ステージ中央に集まり、4人でグータッチ。気合いを入れた金子(Vo/Gt)は、元気に観客に呼びかける。始まりから飛ばしていくと思いきや、ミドルテンポの『軌跡』を歌い出す。心温まる曲調で、じわじわと観客の気持ちを上げていく。優しい歌をしっかりと受け止め、観客はピースを掲げる。曲が終わり、金子が「スペースダイバー!!」と叫ぶとスピードが一気に上がり、雰囲気が一変する。煌びやかな音のギターリフが響いた。

マイクをスタンドから外し、前に出て金子が歌い始めた。フロアを見回し、自身の熱さを伝染させる。そのまま演奏は『Teardrop』に移る。手拍子をしたくなるようなリズミカルさが目立つこの曲は、再びライブの雰囲気を変えた。金子は「夢を信じていれば叶うよって歌!!心を込めて歌います!」と叫び、聴く人への応援ソングを届ける。
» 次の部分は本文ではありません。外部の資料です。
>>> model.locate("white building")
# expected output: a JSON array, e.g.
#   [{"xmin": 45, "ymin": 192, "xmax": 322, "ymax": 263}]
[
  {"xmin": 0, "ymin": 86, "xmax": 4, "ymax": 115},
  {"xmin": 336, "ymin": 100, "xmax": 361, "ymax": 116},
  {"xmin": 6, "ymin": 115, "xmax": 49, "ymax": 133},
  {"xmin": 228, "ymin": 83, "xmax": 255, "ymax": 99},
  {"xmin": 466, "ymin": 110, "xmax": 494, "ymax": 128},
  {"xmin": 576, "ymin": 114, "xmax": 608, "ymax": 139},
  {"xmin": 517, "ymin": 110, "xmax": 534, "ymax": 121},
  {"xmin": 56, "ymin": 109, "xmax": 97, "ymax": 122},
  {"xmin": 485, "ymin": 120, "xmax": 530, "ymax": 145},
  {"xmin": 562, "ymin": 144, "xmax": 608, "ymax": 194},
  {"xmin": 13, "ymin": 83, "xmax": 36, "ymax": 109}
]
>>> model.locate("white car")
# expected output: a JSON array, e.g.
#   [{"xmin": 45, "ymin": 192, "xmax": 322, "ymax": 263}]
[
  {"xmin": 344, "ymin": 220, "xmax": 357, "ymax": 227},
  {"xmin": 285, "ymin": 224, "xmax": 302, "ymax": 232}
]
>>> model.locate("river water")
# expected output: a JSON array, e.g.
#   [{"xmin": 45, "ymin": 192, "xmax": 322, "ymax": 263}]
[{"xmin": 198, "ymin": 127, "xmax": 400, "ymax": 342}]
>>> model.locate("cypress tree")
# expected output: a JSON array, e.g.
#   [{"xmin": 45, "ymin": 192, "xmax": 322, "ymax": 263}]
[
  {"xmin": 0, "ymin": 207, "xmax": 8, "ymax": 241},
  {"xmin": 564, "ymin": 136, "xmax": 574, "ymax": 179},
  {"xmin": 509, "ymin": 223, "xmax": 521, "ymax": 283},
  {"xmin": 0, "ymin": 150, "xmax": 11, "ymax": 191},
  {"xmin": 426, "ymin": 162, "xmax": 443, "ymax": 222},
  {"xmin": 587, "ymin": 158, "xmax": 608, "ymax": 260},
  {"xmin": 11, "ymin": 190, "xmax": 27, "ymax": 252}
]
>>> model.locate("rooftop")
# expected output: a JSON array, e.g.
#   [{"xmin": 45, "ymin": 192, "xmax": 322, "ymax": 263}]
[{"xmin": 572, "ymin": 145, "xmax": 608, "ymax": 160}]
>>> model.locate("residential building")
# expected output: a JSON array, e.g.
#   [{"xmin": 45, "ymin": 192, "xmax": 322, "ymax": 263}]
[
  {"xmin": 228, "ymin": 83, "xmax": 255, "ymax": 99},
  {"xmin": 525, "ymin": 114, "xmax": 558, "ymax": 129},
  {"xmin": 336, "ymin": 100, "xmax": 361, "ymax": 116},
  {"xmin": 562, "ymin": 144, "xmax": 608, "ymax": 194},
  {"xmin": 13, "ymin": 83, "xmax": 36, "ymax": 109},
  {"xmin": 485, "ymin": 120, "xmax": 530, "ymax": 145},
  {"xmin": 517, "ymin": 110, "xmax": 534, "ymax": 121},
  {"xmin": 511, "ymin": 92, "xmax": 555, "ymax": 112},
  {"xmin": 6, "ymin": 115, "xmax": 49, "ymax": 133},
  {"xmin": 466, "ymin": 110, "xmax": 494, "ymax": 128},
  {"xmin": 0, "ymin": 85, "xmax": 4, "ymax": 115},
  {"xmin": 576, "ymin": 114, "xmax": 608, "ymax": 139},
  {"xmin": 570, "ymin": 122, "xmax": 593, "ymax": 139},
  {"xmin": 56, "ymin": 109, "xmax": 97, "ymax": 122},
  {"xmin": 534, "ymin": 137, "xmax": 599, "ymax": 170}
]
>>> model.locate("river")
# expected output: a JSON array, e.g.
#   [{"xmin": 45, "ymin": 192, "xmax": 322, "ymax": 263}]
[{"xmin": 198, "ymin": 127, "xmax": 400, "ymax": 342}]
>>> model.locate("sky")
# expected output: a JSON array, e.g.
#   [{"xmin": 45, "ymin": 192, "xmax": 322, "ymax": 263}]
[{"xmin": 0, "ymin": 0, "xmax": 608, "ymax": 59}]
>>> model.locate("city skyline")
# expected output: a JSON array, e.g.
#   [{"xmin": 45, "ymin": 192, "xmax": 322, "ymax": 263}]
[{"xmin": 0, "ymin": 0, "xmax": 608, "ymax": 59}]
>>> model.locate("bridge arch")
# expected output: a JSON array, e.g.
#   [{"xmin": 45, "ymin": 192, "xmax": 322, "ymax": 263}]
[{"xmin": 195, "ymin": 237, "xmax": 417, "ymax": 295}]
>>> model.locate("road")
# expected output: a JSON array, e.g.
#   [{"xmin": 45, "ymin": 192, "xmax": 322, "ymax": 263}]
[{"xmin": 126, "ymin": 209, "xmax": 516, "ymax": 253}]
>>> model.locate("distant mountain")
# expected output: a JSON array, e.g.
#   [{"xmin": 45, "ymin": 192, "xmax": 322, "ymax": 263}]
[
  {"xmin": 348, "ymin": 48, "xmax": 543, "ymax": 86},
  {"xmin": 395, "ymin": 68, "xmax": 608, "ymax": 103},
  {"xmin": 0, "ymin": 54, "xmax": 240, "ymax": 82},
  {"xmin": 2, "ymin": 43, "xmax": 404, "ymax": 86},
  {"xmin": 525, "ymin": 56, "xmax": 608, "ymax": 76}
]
それに応えるようにフロアではたくさんの拳が上がった。

「Daisy Barに足を運んだみんなに与えられた今夜が、一番輝いていたらいいなと思います」そうやって聞く人への想いがどんどんと溢れ出す。次に歌ったのは『片足の少年』。3人のコーラスが綺麗に響く。ゆっくりと大音量のギターの音が響きだした最後の曲は『Y』。強く響くギターと対照的な優しい歌声が広がる。オレンジ色の照明も相まって、非常に心温まるバラードだった。よく観客のことを見て歌っている。人の良さが滲み出るような優しさ、熱さが伝わってくる。そんな、聴く人への思いやりを感じる素敵なバンドだった。

マリースメック

SEはベランダの『最後のうた』。ゆったり落ち着いた雰囲気の中、「よろしくお願いします」と小さく呟いた後に、大声で歌い出したワンフレーズがフロア中に響き渡る。そのインパクトで、マリースメックは自分たちの世界観に観客をグッと引き込む。最初の1曲は『plot』。「クラクションが鳴った」という歌詞の通り、クラクションのように高らかな矢﨑(Vo/Gt)の高音が綺麗に広がる。どこか懐かしさを感じるような優しい曲から一変、次の曲は『隣の蝶々』。強弱で盛り上がりを作り出すドラム、音源にはないラップ、突き刺さるような鋭い音のギターリフ、うねるようなベースの音など、聞く人が驚く多彩なギミックが詰め込まれた1曲になっていた。

「次は踊れる曲を」と言って始まったのは『THINK!THINK!THINK!』。一定のリズムを刻むベースとドラムの上に、ディレイを盛り込んだ不思議なギターの音が乗る。誰がどういうことをやっているのか観客にはよくわからない。ある意味カオスな演奏がタイトルの通り、考えて考えて考えて、ごちゃつく頭の中を表現しているようだった。続く『under』は歪むベースの音から。クワエ(Ba)は首を振って勢いよくベースを鳴らし、オオエ(Dr)は荒々しく叩く。真ん中に集まって3人でかき鳴らした。最後の1曲は『むかしむかし』。丁寧に響く轟音の中に優しさ、懐かしさを感じる。聴く人がそれぞれ自分の持つ思い出に浸ることのできるような美しい曲だった。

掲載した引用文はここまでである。